Unmanned aerial vehicle target identification method

Technical Field

The invention relates to the technical field of imaging, in particular to an unmanned aerial vehicle target identification method.

Background

At present, with the continuous maturity of unmanned aerial vehicle technology and the substantial decline of relevant product price, each type of unmanned aerial vehicle has been applied to different fields. Unmanned aerial vehicle has also become the criminal instrument in lawless persons' hands when bringing convenience for people. Because of the lack of the supervision and control measures for the unmanned aerial vehicle, the phenomena of abuse and illegal flight of the unmanned aerial vehicle become more serious, and the events of candid photograph and privacy invasion by the unmanned aerial vehicle are more endless. In the face of the threat of such targets, no effective detection and discovery means exists at present, and a complete counter-control system is also lacked.

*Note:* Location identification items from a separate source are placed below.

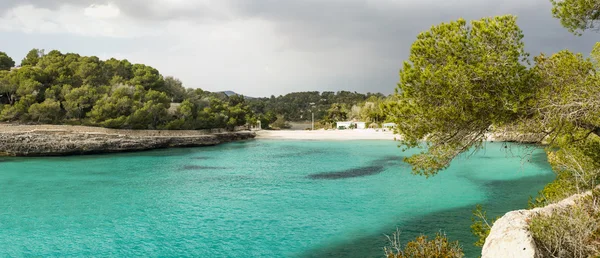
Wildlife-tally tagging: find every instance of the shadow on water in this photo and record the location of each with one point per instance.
(349, 173)
(196, 167)
(200, 158)
(454, 222)
(377, 166)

Because the small unmanned aerial vehicle has small target size, variable flying speed and complex flying environment, an unmanned aerial vehicle counter-braking system is required to have higher requirements on the precision and the speed of a target positioning and identifying method. Mainly utilize the infrared mode of radar live among the prior art to carry out unmanned aerial vehicle's discernment and detection. The unmanned aerial vehicle detection method based on the radar and the radio is easy to be influenced by terrain, and cannot judge whether a detected target is an unmanned aerial vehicle or not and cannot determine the model of the target unmanned aerial vehicle. The method is mainly based on a high-brightness small target detection algorithm of a connected domain algorithm, the adaptability of the selected image features is poor, the judgment condition is single, when the method is used, point targets in flying birds and ground objects can be judged to be unmanned aerial vehicles, and the false alarm rate is high. And finally, judging whether the target is the unmanned aerial vehicle or not and judging the model of the unmanned aerial vehicle by manpower.

Disclosure of Invention

The invention aims to solve the technical problem of providing an unmanned aerial vehicle target identification method, which realizes automatic detection and identification of an unmanned aerial vehicle in the field of unmanned aerial vehicle countermeasure.

The invention discloses a target identification method, which comprises the following steps: a data enhancement step, a feature extraction step and a target detection step;

the data enhancement step includes: performing data enhancement processing on the acquired original image of the target of the unmanned aerial vehicle to be identified to obtain enhanced data;

the feature extraction step includes: performing convolution operation on the enhanced data to extract image features for classifying and positioning the target of the unmanned aerial vehicle to be identified;

the target detection step includes: and coding the category and position information of the unmanned aerial vehicle target to be identified in the image through a neural network, and decoding the category and position information to determine the detection result of the unmanned aerial vehicle target to be identified in the original image.

Preferably, the method previously comprises: and establishing an unmanned aerial vehicle data set, adopting a distance-based K-means clustering algorithm, and adopting the distance as an evaluation index of similarity to calculate a prior frame.

Preferably, the data enhancement processing of the acquired original image of the target of the unmanned aerial vehicle to be identified includes:

and carrying out random blurring and/or motion blurring processing on the original image of the unmanned aerial vehicle target to be identified.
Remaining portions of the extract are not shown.